What it is: A rapid RNA screen detecting IL7R delta-6 isoforms in peripheral samples as an adjunct to MRI and CSF analysis. Lumbar puncture and imaging remain diagnostic standards, but a molecular front-end could help prioritize who should receive expedited workups (Thompson et al., 2018).

Why it matters: Triage speed is especially critical in regions with limited MRI availability or delayed specialist access. A lightweight RNA-based test could help shorten time-to-diagnosis.

2 Disease Activity Tracking & Risk Stratification

What it is: Periodic monitoring of IL7R exon-6 splicing patterns as a molecular adjunct to clinical relapse data and imaging intervals.

Molecular diagram showing the difference between full-length and soluble IL7R production via splicing.

Why it matters: Exon-6 exclusion produces soluble IL7R (sIL7R), which potentiates IL-7 signaling and amplifies autoreactive T-cell responses—mechanisms linked to MS progression (Gregory et al., 2007; Galarza-Maldonado et al., 2020). A simple molecular assay could provide a window into disease activity between scans.

3 Companion Diagnostic for Splicing-Modulating Therapies

What it is: A companion assay for antisense oligonucleotides (ASOs) designed to modulate IL7R splicing. NeuroSplice can verify splicing shifts, guide dose-finding, and stratify patients by baseline splicing state (Harvey et al., 2022).

Why it matters: Preclinical studies show ASOs can bidirectionally tune IL7R exon-6 splicing in human T cells. A low-cost RNA sensor that mirrors these splicing outcomes could accelerate translation into clinical trials.

4 High-Throughput Research Screens for Splice Biomarkers

Image of a 96-well plate combined with an overlay of RNA folding simulation data.

What it is: A scalable platform to rapidly design and test panels of toeholds targeting splice variants across autoimmune and neurological diseases. Our computational workflow—combining delta G thresholds, RBS exposure analysis, and off-target filtering—enables efficient multiplexing (Zadeh et al., 2011).

Why it matters: Expanding from a single isoform to multi-marker signatures could improve specificity and predictive power, while maintaining the portability of paper-based TXTL assays (Pardee et al., 2016).

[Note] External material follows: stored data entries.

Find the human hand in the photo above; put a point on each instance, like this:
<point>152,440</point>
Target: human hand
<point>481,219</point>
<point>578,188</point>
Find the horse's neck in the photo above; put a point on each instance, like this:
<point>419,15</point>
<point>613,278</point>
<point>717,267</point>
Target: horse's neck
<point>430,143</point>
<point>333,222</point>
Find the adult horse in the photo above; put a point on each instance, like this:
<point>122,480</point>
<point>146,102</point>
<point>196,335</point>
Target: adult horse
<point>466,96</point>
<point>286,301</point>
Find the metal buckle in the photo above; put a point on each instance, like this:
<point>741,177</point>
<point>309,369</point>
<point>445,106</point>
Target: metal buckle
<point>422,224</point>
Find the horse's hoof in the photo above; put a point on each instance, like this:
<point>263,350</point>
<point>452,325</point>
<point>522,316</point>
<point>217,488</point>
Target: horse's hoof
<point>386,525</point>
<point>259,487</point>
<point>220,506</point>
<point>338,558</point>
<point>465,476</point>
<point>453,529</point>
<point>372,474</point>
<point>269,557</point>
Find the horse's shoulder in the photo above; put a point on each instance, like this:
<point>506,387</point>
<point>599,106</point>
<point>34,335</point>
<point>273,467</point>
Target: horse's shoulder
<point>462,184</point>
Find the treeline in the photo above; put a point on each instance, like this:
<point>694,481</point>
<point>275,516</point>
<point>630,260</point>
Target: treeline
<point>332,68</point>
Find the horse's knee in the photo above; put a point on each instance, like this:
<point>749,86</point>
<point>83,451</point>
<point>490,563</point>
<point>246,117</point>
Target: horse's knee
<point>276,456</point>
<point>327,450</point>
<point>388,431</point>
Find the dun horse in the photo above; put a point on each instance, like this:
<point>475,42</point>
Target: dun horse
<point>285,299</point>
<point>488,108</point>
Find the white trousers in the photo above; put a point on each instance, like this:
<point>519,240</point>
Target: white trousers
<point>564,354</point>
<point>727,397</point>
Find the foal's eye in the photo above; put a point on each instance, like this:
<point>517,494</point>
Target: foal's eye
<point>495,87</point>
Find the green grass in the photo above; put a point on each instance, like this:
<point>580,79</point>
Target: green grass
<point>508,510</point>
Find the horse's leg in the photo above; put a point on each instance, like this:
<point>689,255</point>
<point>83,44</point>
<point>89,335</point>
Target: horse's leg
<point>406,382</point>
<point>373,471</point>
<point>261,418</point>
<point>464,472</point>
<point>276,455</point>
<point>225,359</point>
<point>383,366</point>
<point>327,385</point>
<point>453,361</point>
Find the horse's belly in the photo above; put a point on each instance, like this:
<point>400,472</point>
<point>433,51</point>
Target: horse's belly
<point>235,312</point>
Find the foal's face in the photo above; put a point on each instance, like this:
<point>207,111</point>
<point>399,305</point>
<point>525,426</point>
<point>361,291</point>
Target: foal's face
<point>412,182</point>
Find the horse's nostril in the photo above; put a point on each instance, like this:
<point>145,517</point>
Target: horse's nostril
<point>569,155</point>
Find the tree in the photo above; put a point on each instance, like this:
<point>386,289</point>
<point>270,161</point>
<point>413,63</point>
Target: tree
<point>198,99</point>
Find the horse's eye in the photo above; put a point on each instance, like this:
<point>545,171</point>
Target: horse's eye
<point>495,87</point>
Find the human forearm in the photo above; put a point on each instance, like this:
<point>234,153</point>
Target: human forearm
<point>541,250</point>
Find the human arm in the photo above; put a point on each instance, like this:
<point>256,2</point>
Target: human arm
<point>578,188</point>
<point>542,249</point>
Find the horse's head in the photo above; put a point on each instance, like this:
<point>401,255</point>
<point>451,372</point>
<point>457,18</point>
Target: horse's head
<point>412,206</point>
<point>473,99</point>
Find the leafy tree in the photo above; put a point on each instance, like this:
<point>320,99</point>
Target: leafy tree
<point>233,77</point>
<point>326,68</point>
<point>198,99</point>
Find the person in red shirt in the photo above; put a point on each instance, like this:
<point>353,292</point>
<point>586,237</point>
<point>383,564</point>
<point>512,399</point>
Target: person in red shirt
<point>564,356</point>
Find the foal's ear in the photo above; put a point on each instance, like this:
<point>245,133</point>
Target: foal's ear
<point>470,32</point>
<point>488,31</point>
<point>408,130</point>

5 Curriculum-Ready Outreach & Health Literacy

What it is: Integration into STEM education kits and age-adapted children’s books to explain RNA diagnostics, splicing, and autoimmune disease. Pilots with teachers, nurses, and biology instructors confirm the feasibility of presenting NeuroSplice in preschool through high-school classrooms.

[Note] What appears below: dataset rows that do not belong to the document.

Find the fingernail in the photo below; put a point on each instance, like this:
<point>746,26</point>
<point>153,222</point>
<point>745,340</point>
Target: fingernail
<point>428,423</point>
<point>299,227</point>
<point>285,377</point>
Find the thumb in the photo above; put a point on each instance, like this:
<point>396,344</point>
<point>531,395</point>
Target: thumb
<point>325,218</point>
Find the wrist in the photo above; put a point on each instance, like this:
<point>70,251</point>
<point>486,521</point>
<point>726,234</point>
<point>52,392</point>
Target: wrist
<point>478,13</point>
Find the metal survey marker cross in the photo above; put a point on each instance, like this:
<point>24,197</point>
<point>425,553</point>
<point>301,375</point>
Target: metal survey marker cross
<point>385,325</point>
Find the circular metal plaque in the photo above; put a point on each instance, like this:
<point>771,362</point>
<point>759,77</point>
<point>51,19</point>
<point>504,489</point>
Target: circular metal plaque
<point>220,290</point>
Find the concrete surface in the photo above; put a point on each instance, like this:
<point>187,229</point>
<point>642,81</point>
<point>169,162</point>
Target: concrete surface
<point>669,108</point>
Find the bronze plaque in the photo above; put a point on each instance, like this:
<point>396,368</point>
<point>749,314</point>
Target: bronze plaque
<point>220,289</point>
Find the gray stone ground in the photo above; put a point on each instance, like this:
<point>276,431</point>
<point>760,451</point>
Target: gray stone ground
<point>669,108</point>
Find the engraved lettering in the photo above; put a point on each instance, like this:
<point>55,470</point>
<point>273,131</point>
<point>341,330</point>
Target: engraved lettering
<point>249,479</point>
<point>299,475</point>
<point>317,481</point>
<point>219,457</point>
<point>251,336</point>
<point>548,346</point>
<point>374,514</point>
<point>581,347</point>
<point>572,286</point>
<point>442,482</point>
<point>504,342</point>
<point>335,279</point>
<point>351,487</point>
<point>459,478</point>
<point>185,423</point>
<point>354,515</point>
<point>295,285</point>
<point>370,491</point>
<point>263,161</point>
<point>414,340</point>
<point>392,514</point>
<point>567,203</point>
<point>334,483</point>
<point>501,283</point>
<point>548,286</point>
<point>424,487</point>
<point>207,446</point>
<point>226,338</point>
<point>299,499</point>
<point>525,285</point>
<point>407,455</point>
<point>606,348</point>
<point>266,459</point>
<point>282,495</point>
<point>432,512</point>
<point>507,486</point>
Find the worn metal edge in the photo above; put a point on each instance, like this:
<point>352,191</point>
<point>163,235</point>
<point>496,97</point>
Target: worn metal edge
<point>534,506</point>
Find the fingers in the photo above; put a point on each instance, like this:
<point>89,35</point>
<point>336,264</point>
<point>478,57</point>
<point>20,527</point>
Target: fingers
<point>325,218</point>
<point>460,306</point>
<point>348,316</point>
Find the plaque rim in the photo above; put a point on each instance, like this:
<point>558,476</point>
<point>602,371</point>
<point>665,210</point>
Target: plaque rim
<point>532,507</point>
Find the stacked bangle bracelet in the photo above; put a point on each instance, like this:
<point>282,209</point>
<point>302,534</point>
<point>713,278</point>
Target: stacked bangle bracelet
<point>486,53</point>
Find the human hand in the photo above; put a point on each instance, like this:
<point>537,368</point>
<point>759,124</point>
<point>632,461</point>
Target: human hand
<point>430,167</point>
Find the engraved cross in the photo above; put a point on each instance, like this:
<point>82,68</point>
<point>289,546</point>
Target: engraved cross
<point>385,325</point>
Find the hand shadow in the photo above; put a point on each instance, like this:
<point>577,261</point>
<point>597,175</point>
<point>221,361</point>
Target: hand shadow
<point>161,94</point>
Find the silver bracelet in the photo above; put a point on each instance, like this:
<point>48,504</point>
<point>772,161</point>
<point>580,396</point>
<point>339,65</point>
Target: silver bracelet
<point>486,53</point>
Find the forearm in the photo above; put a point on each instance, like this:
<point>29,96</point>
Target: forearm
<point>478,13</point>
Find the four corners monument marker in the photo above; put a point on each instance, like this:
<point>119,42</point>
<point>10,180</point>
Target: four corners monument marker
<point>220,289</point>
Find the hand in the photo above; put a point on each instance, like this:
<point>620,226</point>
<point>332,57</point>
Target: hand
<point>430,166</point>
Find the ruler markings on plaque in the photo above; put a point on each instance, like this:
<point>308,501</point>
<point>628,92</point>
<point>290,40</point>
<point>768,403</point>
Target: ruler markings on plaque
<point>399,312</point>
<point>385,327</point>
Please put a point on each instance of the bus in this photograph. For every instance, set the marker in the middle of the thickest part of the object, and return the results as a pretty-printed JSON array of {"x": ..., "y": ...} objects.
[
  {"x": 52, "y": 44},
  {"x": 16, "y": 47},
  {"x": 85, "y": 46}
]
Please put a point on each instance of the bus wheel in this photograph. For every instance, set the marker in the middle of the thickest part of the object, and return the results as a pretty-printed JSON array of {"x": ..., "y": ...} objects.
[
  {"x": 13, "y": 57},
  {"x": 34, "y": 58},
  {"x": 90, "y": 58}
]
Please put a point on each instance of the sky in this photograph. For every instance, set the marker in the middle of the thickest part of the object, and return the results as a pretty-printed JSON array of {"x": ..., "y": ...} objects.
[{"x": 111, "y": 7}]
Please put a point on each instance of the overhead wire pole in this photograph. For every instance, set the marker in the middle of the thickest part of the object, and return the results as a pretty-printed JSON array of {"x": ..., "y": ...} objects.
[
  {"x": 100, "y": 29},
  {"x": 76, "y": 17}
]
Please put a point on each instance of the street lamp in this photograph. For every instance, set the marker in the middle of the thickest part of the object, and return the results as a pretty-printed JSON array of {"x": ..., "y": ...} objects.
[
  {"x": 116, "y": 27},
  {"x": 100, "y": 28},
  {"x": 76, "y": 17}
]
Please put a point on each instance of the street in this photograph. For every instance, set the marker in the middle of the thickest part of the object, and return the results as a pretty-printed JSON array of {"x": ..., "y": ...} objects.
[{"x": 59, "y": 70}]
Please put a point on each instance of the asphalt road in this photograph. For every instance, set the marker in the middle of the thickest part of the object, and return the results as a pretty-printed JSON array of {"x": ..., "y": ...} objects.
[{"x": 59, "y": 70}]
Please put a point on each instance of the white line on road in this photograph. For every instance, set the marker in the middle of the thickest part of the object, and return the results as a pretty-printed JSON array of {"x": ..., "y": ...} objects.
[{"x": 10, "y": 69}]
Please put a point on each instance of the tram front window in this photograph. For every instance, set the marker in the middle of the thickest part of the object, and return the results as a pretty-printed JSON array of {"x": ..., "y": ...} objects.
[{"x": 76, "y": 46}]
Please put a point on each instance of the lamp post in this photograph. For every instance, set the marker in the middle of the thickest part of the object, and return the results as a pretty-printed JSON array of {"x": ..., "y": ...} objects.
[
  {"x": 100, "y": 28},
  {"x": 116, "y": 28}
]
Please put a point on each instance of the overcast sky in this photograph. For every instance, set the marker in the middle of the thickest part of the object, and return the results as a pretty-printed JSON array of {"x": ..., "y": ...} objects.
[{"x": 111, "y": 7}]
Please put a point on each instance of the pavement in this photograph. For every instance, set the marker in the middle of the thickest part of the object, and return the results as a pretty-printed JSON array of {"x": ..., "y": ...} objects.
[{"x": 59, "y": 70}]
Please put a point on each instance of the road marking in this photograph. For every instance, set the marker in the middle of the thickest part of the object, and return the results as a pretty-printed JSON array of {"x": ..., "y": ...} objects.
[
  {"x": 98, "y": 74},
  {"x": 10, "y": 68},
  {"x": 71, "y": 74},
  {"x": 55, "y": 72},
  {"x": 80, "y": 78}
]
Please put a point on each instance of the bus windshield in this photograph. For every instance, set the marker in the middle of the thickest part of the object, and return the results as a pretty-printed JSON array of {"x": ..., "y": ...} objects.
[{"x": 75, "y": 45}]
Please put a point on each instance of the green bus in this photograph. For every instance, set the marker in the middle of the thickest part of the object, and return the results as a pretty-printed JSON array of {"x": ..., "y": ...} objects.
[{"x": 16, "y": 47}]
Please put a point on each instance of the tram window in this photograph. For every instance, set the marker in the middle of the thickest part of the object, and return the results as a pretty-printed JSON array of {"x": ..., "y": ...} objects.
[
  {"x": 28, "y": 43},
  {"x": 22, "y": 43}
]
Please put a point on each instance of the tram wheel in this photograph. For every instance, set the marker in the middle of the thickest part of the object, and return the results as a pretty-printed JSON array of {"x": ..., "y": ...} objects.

Why it matters: Increasing public literacy about immune health and diagnostics reduces stigma, fosters trust in new technologies, and inspires the next generation of biomedical innovators.

Future Visions

Multi-Target Panels

Deploy parallel toeholds for IL7R Δ6 and co-regulated cytokine RNAs to boost diagnostic accuracy and reduce false positives.

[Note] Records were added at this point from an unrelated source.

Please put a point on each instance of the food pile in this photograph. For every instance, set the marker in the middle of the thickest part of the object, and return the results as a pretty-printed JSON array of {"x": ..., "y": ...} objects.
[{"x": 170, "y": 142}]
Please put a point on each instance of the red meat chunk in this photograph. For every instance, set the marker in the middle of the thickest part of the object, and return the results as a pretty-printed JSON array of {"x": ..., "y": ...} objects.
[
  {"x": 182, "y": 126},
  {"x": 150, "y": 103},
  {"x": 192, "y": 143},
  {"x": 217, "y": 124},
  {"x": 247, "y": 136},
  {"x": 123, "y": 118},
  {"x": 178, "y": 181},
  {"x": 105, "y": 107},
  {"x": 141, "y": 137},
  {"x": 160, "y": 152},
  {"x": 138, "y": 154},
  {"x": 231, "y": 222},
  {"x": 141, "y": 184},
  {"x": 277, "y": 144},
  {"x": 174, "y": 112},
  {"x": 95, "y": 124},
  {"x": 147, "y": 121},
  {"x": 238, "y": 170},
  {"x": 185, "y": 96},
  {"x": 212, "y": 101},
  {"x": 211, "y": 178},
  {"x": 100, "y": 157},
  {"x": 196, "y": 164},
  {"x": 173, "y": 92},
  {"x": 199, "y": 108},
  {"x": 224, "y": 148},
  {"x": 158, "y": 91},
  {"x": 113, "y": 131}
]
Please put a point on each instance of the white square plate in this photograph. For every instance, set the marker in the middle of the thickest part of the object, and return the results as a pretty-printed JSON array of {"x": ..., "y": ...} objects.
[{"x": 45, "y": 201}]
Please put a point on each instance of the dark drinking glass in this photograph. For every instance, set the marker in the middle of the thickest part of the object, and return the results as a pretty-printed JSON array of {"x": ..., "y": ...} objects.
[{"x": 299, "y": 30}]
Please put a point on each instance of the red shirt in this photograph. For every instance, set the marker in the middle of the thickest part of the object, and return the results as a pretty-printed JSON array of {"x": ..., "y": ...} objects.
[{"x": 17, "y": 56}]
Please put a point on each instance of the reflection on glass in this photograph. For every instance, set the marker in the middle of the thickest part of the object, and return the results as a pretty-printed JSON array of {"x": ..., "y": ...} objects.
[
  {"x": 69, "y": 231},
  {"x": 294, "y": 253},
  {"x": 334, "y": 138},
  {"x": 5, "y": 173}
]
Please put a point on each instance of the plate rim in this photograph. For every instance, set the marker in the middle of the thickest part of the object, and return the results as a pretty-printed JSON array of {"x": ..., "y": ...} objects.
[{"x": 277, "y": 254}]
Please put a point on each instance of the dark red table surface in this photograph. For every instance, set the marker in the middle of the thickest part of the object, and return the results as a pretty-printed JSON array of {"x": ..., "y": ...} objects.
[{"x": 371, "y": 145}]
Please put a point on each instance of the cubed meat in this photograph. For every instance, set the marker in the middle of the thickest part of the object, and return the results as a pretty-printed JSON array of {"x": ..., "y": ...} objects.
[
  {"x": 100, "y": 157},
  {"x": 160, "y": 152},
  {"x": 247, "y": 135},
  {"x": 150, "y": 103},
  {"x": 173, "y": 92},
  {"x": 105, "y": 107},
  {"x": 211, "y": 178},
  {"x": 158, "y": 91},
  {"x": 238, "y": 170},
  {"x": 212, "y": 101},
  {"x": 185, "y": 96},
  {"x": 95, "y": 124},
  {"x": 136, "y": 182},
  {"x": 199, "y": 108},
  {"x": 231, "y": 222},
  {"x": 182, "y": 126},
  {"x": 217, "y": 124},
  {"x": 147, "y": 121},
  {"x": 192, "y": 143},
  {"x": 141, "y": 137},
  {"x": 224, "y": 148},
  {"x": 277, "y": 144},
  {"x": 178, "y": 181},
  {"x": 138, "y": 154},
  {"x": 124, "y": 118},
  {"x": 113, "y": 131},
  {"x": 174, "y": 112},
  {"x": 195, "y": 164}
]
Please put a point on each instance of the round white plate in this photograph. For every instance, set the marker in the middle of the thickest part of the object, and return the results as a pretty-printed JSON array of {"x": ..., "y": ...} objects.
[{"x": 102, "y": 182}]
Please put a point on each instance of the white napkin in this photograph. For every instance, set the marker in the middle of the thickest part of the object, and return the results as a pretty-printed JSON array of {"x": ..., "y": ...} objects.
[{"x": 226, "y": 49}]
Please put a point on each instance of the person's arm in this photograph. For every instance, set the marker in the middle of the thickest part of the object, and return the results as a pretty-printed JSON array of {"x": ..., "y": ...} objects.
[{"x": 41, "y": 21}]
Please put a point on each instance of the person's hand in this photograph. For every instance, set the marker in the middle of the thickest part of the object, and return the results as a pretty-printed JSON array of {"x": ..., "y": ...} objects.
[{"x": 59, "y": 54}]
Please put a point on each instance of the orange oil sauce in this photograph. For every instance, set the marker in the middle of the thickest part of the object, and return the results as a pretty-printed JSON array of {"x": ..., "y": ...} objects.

Clinical Pathway Integration

Expand from labs to emergency departments, mobile clinics, and tele-neurology pathways.

Therapeutic Pairing

Real-time monitoring of exon-6 splicing during ASO to accelerate optimization and precision targeting.

References

  • Doudna, J.A., & Charpentier, E. (2014). The new frontier of genome engineering with CRISPR-Cas9. Science, 346(6213), 1258096.
  • Galarza-Maldonado, C., et al. (2020). IL7R exon-6 polymorphisms and multiple sclerosis susceptibility. Journal of Neuroimmunology, 346, 577310.
  • Gregory, S.G., et al. (2007). Interleukin 7 receptor alpha chain (IL7R) shows allelic and functional association with multiple sclerosis. Nature Genetics, 39(9), 1083–1091.
  • Harvey, R.J., et al. (2022). Antisense oligonucleotides for therapeutic modulation of IL7R splicing. Molecular Therapy – Nucleic Acids, 27, 189–201.
  • Pardee, K., et al. (2016). Paper-based synthetic gene networks. Cell, 165(5), 1255–1266.
  • Thompson, A.J., et al. (2018). Diagnosis of multiple sclerosis: 2017 revisions of the McDonald criteria. Lancet Neurology, 17(2), 162–173.
  • Zadeh, J.N., et al. (2011). NUPACK: Analysis and design of nucleic acid systems. Journal of Computational Chemistry, 32(1), 170–173.